遠目からでもわかる。あれは間違いなく妹だ。まるで動かないあの子の周りを、蝶が行き来する。どこからか差す陽の光が、優しく、温かく照らす。
未だ呼吸も整わないまま、一目散に駆け寄る。
愛おしい妹が、クリスタルの王冠を抱きながらそこにいた。もとより病弱で、細く小さかったが、座っていることで余計に小さく感じた。
だがその身は、もう人間のそれではなかった。
繰り返す一日の終わりに現れる妹は、回を増すごとに身体が王冠の如くクリスタルに変貌していった。それに気付いたのは、いつの頃からだっただろうか。
しかし今は、もうほとんど人の形を残していない。いや、人の形は取っているが、構成するほとんどのものが人間のものではなくなっていた。
妹にそっと触れる。滑らかな髪も、柔らかな頬も、今では硬く透明な結晶。その事実を、俺は、妹に触れたことでようやく実感した。
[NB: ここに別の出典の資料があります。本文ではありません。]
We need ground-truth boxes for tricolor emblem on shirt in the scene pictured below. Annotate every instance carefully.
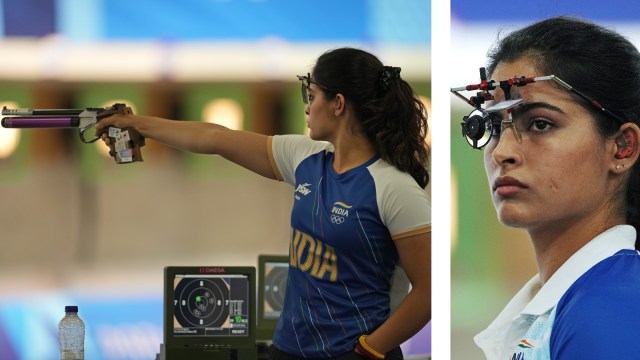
[518,340,535,349]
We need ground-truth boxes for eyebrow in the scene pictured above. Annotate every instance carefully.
[493,102,565,121]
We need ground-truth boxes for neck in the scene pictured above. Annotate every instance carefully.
[333,134,376,174]
[528,211,624,284]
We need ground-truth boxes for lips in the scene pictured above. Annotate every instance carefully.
[491,176,528,196]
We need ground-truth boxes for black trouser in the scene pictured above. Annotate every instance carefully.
[269,345,404,360]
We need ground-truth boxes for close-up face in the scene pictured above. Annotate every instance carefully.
[484,57,610,231]
[302,76,335,141]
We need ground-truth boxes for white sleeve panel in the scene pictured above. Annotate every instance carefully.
[369,160,431,237]
[271,135,332,186]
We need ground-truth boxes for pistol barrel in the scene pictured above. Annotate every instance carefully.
[2,116,80,129]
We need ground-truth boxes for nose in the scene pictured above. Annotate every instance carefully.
[487,126,522,166]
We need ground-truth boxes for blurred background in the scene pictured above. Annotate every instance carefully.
[0,0,430,360]
[450,0,640,359]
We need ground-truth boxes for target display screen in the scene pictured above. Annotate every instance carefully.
[173,274,251,337]
[262,262,289,319]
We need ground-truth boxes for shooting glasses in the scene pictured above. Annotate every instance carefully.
[451,68,626,149]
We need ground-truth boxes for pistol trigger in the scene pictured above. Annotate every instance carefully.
[80,123,100,144]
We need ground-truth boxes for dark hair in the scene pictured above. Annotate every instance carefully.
[487,17,640,249]
[313,48,429,188]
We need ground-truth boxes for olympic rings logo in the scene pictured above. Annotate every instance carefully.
[331,214,344,224]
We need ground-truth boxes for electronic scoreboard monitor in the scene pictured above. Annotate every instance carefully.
[164,266,256,360]
[257,255,289,341]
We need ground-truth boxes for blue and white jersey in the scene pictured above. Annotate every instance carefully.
[475,225,640,360]
[269,135,431,359]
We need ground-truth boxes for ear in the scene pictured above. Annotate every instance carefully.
[610,123,640,173]
[333,93,347,117]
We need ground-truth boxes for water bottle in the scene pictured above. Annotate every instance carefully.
[58,306,84,360]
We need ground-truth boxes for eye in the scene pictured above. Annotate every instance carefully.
[527,118,553,133]
[491,119,502,137]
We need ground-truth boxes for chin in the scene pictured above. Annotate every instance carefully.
[496,207,531,227]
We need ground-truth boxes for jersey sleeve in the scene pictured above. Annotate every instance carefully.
[267,135,331,185]
[550,252,640,360]
[370,161,431,240]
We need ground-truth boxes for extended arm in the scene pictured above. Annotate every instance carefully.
[96,115,276,179]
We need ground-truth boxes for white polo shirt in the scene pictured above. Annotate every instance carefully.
[474,225,640,360]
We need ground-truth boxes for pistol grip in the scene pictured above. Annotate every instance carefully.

生まれてからずっと命を病に蝕まれ、それがようやく終わったかと思えば、今度は願いの代償に身体が晶化されてしまったのだ。
「こんなになるまで……辛かっただろう」
応えなどないとわかりつつも、語りかけるように囁く。
目を瞑れば、優しく穏やかな笑顔を湛えた妹がそこにいる。お願い、お兄ちゃん、わたしを。
「ああ、そうだな」
幻聴のような、起きる直前に見た夢のようなその声を受け、決意とともに目を開く。
ひたすら繰り返される一日の中で調べた術式を展開し、右手の親指の腹を嚙み切る。途端、溢れ出た血は意志を持ったかのように蠢き、やがて剣としては歪な形の、紅い片手剣に成った。
「俺が、終わらせてやる」
そうすれば終わるのだ。この子の願いが叶うのだ。わたしを殺して。わたしとは、目の前の、人ではなくなってしまった、クリスタルの妹。これを殺せば、壊せば、全てが終わる。妹は人として戻ってくる。たとえそれで、再び裏切りの一族が生まれ得ても、たかがそれだけ。命が消えるものではない。
そう言い聞かせ、溢れそうな感情を殺す。そしてそれが迷いを生む前に、一思いに、最愛の妹の心臓がある位置を血の剣で貫いた。
刹那、晶化した妹が音を立てて砕け散る。わかってはいたがあまりの光景に目を背けることすらできず──しかし。
たった一度の瞬き。その須臾の間に、砕け散ったはずの妹が人として座り込んでいた。俺は呆然としつつも、妹が倒れ込む前に慌てて抱き寄せる。
永い一瞬の後。
ゆっくり、ゆっくりと妹が目を開いた。
「お、にい……ちゃん」
「殿下……!」
目を瞠り、息を呑む。ああ、妹が、人として帰って──
いや。そんな優しい光景は己の手に、腕に感じた嫌な熱で掻き消えた。
血だ。俺のではない、妹の血。
甘ったるい花の香りと鉄臭さが一緒くたになって、むせ返るほどの匂いが鼻腔をくすぐる。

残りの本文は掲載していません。